The day was warm and still, the sky blue above a rising haze. Temperatures by afternoon were in the nineties, odd for London. People thronged Hyde Park and lounged on chairs set out beside the Serpentine. Shoppers jammed the stores of Oxford Street and Piccadilly. The giant barrage balloons overhead cast lumbering shadows on the streets below. After the August air raid when bombs first fell on London proper, the city had retreated back into a dream of invulnerability, punctuated now and then by false alerts whose once-terrifying novelty was muted by the failure of bombers to appear. The late-summer heat imparted an air of languid complacency. In the city’s West End, theaters hosted twenty-four productions, among them the play Rebecca, adapted for the stage by Daphne du Maurier from her novel of the same name. Alfred Hitchcock’s movie version, starring Laurence Olivier and Joan Fontaine, was also playing in London, as were the films The Thin Man and the long-running Gaslight.

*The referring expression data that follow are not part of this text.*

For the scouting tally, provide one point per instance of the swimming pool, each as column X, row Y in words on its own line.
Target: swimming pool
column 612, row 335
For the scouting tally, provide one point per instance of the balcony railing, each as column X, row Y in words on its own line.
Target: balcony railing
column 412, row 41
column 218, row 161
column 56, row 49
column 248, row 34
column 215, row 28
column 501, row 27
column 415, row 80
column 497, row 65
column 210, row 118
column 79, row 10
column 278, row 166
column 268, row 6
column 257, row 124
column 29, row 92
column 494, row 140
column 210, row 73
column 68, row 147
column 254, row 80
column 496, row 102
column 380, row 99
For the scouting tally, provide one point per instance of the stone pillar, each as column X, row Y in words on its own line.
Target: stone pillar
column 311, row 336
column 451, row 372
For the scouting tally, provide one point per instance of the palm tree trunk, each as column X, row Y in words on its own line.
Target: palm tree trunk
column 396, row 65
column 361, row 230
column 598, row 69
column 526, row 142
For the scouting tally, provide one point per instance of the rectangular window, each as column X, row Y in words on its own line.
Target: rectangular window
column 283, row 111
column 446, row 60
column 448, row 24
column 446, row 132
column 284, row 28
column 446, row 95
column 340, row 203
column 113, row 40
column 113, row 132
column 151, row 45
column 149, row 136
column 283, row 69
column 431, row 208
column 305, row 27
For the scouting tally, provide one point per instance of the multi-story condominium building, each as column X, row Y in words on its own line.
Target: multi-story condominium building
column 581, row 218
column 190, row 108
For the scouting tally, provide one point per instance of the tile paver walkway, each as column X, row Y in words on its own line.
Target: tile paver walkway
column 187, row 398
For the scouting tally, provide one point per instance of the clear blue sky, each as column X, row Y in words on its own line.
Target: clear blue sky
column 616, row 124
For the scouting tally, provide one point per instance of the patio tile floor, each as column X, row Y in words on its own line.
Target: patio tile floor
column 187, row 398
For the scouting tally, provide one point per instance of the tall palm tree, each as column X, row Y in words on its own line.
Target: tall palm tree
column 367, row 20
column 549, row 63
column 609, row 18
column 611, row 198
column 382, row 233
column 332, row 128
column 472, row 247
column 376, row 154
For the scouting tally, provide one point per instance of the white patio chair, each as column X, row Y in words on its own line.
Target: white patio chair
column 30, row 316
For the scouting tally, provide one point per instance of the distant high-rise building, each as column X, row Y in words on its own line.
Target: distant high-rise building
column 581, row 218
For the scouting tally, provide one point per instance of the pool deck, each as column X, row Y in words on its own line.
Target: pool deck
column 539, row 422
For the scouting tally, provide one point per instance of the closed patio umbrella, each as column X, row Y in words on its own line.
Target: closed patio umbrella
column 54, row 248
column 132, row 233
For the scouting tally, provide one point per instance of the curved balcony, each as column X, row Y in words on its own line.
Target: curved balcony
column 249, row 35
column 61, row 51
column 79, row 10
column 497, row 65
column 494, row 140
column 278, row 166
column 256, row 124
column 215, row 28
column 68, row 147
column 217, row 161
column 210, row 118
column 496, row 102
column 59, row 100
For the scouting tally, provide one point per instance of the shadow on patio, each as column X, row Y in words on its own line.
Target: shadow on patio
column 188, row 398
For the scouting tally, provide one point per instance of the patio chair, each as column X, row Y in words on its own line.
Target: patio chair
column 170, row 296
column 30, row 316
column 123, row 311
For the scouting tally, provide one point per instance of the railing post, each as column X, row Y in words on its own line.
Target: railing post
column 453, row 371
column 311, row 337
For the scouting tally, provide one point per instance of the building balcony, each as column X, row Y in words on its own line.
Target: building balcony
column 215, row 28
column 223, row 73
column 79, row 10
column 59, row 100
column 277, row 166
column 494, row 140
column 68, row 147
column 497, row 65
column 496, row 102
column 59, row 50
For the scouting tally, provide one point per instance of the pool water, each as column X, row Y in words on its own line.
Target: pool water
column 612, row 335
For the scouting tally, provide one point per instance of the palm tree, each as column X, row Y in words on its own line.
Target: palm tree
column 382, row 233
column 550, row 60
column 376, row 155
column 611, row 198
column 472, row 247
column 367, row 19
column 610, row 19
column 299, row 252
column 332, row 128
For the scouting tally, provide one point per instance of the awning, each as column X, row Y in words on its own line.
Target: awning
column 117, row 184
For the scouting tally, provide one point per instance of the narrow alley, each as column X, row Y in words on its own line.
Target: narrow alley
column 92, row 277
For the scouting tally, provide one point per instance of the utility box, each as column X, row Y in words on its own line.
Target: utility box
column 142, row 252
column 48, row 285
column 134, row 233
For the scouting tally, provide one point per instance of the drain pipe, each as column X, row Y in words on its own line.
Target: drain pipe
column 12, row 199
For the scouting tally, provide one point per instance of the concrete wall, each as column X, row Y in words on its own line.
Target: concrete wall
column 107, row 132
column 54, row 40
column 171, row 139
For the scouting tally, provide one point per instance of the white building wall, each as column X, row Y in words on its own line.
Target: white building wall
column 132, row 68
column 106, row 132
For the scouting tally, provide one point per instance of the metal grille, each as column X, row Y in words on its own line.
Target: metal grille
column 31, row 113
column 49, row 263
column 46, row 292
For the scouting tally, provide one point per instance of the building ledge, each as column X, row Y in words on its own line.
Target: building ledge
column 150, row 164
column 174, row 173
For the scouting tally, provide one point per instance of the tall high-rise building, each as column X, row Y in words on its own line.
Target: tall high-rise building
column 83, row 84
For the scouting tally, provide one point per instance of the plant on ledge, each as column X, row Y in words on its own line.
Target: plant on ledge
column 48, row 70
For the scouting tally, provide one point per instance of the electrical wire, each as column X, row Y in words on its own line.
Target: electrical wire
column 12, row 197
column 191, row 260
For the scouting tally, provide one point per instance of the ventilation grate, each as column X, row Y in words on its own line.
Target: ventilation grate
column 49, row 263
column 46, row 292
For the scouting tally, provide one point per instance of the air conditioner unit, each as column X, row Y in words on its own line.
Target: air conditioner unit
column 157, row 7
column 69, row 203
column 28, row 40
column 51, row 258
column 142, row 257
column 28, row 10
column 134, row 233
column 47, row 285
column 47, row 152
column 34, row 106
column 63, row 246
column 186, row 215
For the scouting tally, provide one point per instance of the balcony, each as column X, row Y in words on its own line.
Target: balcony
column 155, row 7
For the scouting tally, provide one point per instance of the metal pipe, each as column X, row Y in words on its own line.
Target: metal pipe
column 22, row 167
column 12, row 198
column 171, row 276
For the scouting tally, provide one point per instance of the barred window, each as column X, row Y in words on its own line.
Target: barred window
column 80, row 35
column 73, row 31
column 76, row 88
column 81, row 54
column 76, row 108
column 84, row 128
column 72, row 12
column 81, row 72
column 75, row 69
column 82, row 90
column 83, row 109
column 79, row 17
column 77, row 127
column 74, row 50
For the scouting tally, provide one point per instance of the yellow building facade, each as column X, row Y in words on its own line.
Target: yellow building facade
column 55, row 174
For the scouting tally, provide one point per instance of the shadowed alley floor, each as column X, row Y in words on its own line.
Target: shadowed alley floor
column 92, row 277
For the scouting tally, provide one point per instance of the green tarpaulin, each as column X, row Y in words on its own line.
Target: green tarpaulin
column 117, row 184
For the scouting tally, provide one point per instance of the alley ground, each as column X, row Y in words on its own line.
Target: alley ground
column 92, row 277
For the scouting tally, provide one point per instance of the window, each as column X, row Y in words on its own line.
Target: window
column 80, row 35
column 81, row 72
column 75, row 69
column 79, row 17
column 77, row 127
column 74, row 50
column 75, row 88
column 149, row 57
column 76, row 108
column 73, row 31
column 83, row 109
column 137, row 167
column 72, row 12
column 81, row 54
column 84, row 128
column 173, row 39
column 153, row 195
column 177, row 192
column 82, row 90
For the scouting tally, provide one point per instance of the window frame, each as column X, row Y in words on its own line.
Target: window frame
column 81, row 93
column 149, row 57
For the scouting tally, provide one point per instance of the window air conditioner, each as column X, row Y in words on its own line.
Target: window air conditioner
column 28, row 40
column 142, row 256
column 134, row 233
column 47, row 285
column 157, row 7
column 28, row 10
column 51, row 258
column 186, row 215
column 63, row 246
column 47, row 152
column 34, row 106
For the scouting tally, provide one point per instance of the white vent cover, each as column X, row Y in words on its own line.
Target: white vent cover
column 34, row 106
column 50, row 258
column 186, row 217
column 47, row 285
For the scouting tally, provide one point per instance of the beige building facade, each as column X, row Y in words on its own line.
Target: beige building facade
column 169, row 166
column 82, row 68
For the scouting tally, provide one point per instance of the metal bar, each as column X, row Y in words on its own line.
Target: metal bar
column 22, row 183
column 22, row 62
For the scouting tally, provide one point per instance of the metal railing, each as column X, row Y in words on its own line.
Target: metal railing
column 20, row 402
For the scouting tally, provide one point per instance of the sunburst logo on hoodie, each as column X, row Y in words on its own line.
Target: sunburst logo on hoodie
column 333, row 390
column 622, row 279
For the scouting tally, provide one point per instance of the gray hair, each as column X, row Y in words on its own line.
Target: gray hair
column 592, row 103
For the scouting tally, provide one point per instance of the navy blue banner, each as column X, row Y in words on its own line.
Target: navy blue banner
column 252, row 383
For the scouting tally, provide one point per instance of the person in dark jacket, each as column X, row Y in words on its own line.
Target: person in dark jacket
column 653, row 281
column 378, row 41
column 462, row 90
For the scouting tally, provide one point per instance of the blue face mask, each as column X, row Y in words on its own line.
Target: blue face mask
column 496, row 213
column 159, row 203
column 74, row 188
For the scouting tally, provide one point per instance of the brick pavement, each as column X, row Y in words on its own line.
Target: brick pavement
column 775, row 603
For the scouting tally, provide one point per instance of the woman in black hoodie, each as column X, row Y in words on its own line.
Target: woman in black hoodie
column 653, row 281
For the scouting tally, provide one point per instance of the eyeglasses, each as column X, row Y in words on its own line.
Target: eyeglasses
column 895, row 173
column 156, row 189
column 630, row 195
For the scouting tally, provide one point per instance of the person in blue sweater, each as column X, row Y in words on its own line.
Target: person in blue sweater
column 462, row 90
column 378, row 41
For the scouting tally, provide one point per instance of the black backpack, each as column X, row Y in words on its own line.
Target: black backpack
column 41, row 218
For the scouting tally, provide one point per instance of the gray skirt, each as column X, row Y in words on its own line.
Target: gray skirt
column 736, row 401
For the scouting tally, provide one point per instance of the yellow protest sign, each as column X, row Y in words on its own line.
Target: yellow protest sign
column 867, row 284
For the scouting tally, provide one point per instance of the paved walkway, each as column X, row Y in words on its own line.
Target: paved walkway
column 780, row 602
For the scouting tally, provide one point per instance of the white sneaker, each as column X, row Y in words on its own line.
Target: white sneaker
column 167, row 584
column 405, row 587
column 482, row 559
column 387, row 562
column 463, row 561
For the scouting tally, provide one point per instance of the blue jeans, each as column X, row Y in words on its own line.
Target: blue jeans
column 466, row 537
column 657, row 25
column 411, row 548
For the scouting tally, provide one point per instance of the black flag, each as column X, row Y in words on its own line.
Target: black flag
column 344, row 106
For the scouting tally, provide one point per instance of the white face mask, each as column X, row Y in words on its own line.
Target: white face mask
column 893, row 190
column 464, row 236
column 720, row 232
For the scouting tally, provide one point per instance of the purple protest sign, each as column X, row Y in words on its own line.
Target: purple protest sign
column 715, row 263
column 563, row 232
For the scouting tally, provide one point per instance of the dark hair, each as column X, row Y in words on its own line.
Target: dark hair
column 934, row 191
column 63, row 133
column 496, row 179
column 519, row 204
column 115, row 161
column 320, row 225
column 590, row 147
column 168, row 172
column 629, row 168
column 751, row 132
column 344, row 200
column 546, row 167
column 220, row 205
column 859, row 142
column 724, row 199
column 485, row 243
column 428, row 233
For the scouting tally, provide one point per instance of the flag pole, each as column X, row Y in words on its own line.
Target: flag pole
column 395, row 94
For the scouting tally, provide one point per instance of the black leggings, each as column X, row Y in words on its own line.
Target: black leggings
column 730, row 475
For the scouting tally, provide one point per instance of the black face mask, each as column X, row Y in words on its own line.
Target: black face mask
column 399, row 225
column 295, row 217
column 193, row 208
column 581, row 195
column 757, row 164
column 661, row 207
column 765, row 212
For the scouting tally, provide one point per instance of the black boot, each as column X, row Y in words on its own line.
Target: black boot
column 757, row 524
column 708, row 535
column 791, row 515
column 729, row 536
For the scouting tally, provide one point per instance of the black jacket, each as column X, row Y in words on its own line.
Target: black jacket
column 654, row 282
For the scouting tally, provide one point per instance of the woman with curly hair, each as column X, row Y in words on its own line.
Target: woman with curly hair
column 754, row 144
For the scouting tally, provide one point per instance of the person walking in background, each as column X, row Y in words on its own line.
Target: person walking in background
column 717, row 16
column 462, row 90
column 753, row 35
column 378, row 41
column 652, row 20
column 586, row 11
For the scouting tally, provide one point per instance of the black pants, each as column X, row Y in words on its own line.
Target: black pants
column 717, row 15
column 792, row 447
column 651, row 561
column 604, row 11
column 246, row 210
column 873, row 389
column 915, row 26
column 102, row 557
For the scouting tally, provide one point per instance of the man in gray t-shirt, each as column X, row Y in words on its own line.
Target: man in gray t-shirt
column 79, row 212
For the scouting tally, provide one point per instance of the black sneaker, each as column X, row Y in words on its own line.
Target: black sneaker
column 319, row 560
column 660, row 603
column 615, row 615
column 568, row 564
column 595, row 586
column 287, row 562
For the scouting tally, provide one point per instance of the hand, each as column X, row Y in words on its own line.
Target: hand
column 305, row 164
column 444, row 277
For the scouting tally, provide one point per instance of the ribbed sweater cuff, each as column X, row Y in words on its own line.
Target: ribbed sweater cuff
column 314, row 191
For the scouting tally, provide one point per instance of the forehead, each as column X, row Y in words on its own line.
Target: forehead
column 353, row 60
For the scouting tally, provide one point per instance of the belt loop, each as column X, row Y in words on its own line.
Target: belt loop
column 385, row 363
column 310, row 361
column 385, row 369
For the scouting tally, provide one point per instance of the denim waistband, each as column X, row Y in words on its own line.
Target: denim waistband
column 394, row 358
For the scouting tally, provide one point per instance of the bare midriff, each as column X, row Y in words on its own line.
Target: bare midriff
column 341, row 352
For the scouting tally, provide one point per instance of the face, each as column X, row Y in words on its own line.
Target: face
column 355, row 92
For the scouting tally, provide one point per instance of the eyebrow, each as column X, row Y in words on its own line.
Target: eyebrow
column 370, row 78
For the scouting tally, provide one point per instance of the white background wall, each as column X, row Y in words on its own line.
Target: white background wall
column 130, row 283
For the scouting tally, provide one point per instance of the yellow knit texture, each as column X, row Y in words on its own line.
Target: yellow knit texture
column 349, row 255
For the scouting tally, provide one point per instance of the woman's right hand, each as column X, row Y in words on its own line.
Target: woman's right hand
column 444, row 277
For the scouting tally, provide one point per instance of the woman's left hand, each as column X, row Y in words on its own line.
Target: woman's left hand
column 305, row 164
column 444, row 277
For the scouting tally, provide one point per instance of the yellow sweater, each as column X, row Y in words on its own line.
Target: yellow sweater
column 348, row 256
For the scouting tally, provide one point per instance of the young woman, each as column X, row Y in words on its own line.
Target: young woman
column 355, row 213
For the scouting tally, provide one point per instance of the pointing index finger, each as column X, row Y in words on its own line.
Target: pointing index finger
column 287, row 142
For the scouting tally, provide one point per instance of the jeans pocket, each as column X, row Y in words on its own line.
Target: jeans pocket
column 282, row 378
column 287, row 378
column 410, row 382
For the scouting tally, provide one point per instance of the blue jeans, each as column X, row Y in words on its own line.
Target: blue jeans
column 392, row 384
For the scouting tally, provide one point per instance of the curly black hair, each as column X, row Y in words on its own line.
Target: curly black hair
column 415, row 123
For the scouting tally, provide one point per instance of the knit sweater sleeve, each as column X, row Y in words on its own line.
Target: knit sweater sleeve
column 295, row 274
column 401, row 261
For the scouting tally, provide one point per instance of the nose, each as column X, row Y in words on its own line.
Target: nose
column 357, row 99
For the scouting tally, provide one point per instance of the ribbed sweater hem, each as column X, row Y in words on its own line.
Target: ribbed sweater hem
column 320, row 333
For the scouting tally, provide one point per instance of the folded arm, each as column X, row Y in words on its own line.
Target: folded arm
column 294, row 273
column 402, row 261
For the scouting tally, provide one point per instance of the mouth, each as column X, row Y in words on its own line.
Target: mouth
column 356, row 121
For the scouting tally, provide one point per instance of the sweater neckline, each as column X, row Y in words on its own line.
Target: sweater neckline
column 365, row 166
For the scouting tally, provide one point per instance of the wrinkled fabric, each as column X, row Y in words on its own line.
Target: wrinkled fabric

However, while writing short paragraphs can be a virtue, paragraphs need not be short to seem brief. They simply have to follow a proven, four-part formula:
1. First, get your thoughts down, even if they take the form a single paragraph.
2. Next, "chunk" your separate thoughts into separate paragraphs.
3. Then, polish your paragraphs:
- Make sure your topic sentence—establishing the main point of the paragraph—is up front.
- Make sure the topic sentence transitions from the prior paragraph. That means it begins with something familiar to your reader, namely, the idea last expressed at the end of the previous paragraph.
- Shape the entirety of your paragraph so it progresses cohesively and coherently. Your sentences should flow one from another (that makes them cohesive) and at the same time link to a single topic—the one captured in your topic sentence (that makes them coherent). Whenever your sentences don't link readily to the main topic, introduce bullets or numbers, or simply begin a new paragraph. And don't bother writing a "summation" or "conclusion" at the end of your paragraph. Just leap to the next one.
4. Lastly, apply the business end of your pencil and revise. As you're doing so, be sure to express all your ideas with precision and to cut your words by a third, at least.
Here's an example of a paltry paragraph—lacking a topic sentence, lacking cohesiveness, lacking coherence, lacking precision. It's short, but godawful:
London's weather had been unusual for September, so Londoners took advantage of it to linger in the parks and visit the popular department stores. Even though an occasional air-raid siren would sound, the barrage balloons that flew overhead provided them a sense of security. They also attended plays and went to "picture shows," seeing films like Rebecca, The Thin Man and Gaslight. Considering England was at war, Londoners on the whole were quite complacent.
Here's the same content in the hands of Erik Larson, a writer who knows the business end of a pencil (the passage is from his new best-seller The Splendid and the Vile):
The day was warm and still, the sky blue above a rising haze. Temperatures by afternoon were in the nineties, odd for London. People thronged Hyde Park and lounged on chairs set out beside the Serpentine. Shoppers jammed the stores of Oxford Street and Piccadilly. The giant barrage balloons overhead cast lumbering shadows on the streets below. After the August air raid when bombs first fell on London proper, the city had retreated back into a dream of invulnerability, punctuated now and then by false alerts whose once-terrifying novelty was muted by the failure of bombers to appear. The late-summer heat imparted an air of languid complacency. In the city’s West End, theaters hosted twenty-four productions, among them the play Rebecca, adapted for the stage by Daphne du Maurier from her novel of the same name. Alfred Hitchcock’s movie version, starring Laurence Olivier and Joan Fontaine, was also playing in London, as were the films The Thin Man and the long-running Gaslight.